In Schleswig-Holstein, the Greens rejoiced after the election committee determined that they had obtained 74,014 votes out of 1,487,909 votes cast. To the Green’s chagrin however, this meant that they had obtained only 4.97% of the total votes. When votes were counted and proportions calculated, results were unfortunately reported only to one digit after the decimal point. And 4.97%, rounded to one decimal gives 5.0% which led to the Green’s premature joy
Calculators and computers can compute and store numerical values only to a certain number of digits after the decimal point. When the first computer was built in the mid- 1940s, this did not seem a problem. But in the following decades problems were recognized. Above all, there was the tiresome business of the numbers’ magnitudes. In the early days computers allocated a fixed width to each number, let’s say eight positions before the decimal point, and two behind. So when the number 12345678.90 was added to the number 0.0123456789 the calculation in effect became 12345678.90 plus 0.01.
As a response, floating-point arithmetic was developed.
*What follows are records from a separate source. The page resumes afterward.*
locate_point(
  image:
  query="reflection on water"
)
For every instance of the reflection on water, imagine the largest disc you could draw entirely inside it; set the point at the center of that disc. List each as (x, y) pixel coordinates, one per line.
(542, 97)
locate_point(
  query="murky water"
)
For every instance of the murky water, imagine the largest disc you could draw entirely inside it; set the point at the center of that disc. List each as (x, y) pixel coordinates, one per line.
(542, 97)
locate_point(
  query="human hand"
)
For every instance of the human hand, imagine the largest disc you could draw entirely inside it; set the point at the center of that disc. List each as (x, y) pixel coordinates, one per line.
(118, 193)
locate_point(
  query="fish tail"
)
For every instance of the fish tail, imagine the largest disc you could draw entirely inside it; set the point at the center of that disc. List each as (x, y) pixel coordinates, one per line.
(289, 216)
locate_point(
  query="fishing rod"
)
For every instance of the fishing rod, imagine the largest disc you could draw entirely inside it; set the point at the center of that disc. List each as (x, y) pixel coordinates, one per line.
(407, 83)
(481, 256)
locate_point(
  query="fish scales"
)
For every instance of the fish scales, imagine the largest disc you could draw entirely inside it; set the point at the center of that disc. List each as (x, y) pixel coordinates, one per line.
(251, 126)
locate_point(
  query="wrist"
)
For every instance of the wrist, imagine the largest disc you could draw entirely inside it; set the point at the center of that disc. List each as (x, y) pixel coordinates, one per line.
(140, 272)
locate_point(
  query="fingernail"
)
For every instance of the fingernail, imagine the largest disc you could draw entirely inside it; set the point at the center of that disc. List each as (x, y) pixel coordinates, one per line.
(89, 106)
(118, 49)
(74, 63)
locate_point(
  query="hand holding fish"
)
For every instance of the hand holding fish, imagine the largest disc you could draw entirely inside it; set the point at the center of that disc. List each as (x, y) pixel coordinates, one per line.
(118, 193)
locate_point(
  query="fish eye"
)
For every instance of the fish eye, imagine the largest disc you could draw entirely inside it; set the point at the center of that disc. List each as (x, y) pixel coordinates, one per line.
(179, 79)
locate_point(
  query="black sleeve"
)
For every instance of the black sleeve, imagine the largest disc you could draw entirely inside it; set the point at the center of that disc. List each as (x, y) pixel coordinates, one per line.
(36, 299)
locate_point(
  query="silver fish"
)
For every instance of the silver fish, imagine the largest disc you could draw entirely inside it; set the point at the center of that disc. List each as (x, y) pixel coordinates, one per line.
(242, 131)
It doesn’t care where the decimal point is, and always registers the same number of significant digits. After the values of the digits have been established, the decimal point floats in and lands at the appropriate position.
Floating-point arithmetic was an advance but no panacea since digital computation always requires truncation of numbers. In the mid-1970s anarchy reigned among computer manufacturers. The companies decided on their own where to truncate numbers, how to handle division by zero, what infinity looks like, etc. Different machines used different procedures to truncate or round off numbers, and when a program was transferred from one machine to another, strange things happened. X – X was not always equal to zero, and X – Y sometimes was. 00 produced an “error” on some machines and 1.0 on others, 0/0 occasionally equaled zero, while it produced an “error” at other times, and the sign of zero was sometimes positive, sometimes negative, and sometimes undefined. Blunders and mistakes made machine computation very unreliable. It became increasingly obvious, that standards were needed to make the different practices compatible.
It was only when William Kahan, a professor of computer science at UC Berkeley, and colleagues presented the IEEE 754 standard for floating point arithemetic in the mid-1980s that some order was established.
Again, it was an advance but flaws remained. However, the examples I presented above, as well as many more, date from the previous century. In the meantime, safeguards, warning flags, emergency brakes, as well as overrides of emergency brakes, have been built into software. Rounding after one digit (Schleswig-Holstein) or three digits (Vancouver stock exchange) is usually no longer an option. Neither is the truncation of vital data after 16 bits (Ariane 5) or 24 bits (Patriot). In fact, Kahan now argues emphatically for the adoption of ‘quadruple precision arithmetic’, which truncates numerical data only after 128 bits, i.e., after about 33 to 36 significant digits.
What is still out of reach are tools to ascertain that software is error-free not only for all conceivable numerical inputs, but for all numerical inputs, without qualifier. After all, that is what mathematical proofs do.